Хуже того, я почувствовала в нем первые смутные намеки на тщеславие, на уверенность в том, что значение имеет лишь видимость; так Венди переделывала наш старый особняк без внимания к его прошлому и к деталям, которые делали этот старый дом прекрасным. «Если тебе что-то не нравится, спрячь это под слоем штукатурки». Это словно стало нашим фамильным девизом.
И высмеивай в других все, чего не понимаешь.
Теперь, может быть, у нас появился шанс. Ясно же, что появление здесь Ноа означает именно это.
— Ну а тогда… что? — спрашивает он. — Что я могу сделать?
— Ты можешь облегчить мне переход на другую сторону, — отвечаю я. — Надеюсь, так ты и поступишь.
— Погоди. Мама знает, насколько ты больна?
— Нет. Никто в семье не знает. Потому что я так и хотела.

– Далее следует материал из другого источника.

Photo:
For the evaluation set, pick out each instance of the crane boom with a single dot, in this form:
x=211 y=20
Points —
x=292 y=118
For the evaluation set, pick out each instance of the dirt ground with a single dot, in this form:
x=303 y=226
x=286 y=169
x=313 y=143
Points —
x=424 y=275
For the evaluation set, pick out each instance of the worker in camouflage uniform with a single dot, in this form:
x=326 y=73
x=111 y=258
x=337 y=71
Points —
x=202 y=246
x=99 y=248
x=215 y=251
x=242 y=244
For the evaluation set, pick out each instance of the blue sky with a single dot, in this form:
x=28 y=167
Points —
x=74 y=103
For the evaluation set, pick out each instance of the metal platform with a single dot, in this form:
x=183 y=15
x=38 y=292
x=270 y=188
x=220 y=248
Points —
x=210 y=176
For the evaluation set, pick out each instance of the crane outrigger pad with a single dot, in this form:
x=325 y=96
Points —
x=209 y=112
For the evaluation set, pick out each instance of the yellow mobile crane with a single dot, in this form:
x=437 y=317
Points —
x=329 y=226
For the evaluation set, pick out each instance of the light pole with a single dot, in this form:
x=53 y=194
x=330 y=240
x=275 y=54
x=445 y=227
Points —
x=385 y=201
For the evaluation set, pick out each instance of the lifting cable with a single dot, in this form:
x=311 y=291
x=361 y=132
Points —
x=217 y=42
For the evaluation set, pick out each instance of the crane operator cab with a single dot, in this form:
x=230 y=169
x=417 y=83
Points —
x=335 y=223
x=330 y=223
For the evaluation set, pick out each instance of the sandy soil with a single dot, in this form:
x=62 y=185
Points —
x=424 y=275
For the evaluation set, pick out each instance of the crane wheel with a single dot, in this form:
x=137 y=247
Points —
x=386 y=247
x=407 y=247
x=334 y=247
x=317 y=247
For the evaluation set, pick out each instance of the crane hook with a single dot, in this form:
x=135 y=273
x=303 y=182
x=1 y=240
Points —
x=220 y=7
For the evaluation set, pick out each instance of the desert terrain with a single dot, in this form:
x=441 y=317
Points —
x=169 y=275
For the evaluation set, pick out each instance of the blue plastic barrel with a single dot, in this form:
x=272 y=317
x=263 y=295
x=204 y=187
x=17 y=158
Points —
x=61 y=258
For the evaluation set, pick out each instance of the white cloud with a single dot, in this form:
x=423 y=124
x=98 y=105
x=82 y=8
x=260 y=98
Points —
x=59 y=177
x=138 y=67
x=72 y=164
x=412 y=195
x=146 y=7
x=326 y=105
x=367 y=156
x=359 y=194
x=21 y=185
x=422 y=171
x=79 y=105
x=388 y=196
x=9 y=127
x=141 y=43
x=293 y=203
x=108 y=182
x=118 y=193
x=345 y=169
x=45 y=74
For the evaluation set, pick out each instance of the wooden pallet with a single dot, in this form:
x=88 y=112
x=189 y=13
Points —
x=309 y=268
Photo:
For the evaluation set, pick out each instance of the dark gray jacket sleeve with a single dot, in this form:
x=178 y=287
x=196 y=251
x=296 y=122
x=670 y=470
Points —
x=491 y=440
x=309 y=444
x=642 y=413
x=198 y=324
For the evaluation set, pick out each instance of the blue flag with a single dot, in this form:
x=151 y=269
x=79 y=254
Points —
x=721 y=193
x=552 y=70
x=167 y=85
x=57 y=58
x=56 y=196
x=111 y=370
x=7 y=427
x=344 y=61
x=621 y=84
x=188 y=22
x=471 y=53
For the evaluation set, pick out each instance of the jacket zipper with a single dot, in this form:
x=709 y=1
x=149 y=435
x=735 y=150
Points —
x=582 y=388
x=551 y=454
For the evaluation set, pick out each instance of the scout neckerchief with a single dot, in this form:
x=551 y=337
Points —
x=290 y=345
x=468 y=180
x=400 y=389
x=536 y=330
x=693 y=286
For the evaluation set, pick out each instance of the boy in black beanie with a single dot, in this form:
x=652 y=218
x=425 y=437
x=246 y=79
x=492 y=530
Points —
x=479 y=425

Сейчас ты здесь, и, надеюсь, останешься со мной на время перехода. Это будет самое доброе, что ты вообще можешь для меня сделать.
— Я не смогу. Я не…
— Тсс. Ты сможешь. Все будет хорошо, — заверяю его я. — Неважно, известно тебе или нет, но ты был послан сюда, и теперь, раз уж оказался здесь, сможешь остаться со мной, пока я не уйду. Это может занять несколько дней, но все равно произойдет быстро. И, милый мой, это пойдет тебе на пользу. Это составляющая жизни, которую тебе нужно познать.
Его красивое лицо выглядит ужасно неуверенным. Мне почти что хочется потянуться и ущипнуть его за щеку, как я делала, когда он был маленьким.
— Но… когда? — мямлит он. — В смысле, как все произойдет?
— Ну, этого мы знать не можем. Я думала, все уже должно было закончиться, но ошиблась. Наверно, нужно было, чтобы сперва ты приехал. Это вселенная тебя послала.
Его плечи поникают. Я закрываю глаза и окружаю его белым сиянием, чтобы простить за то, что он сын своей матери. Он — ребенок, желторотик, из тех, кого Дж. К. Роулинг обозначала как маглов. Неподходящий для нашей задачи, но, возможно, это изменится.
— Ладно, давай начнем с того, что ты отведешь меня в дом, — предлагаю я.
— О’кей, — кивает он, берет меня под руку и умудряется поддерживать во время всего нашего медленного подъема по ступенькам. Забавно, я спустилась по ним совсем одна — медленно, но ведь спустилась же, — однако теперь мне приходится опираться на внучатого племянника. Когда требуется, я останавливаюсь (примерно миллион раз), потому что, возможно, это мой последний взгляд на эту прекрасную сцену, на мою здешнюю жизнь, которую я всем сердцем люблю.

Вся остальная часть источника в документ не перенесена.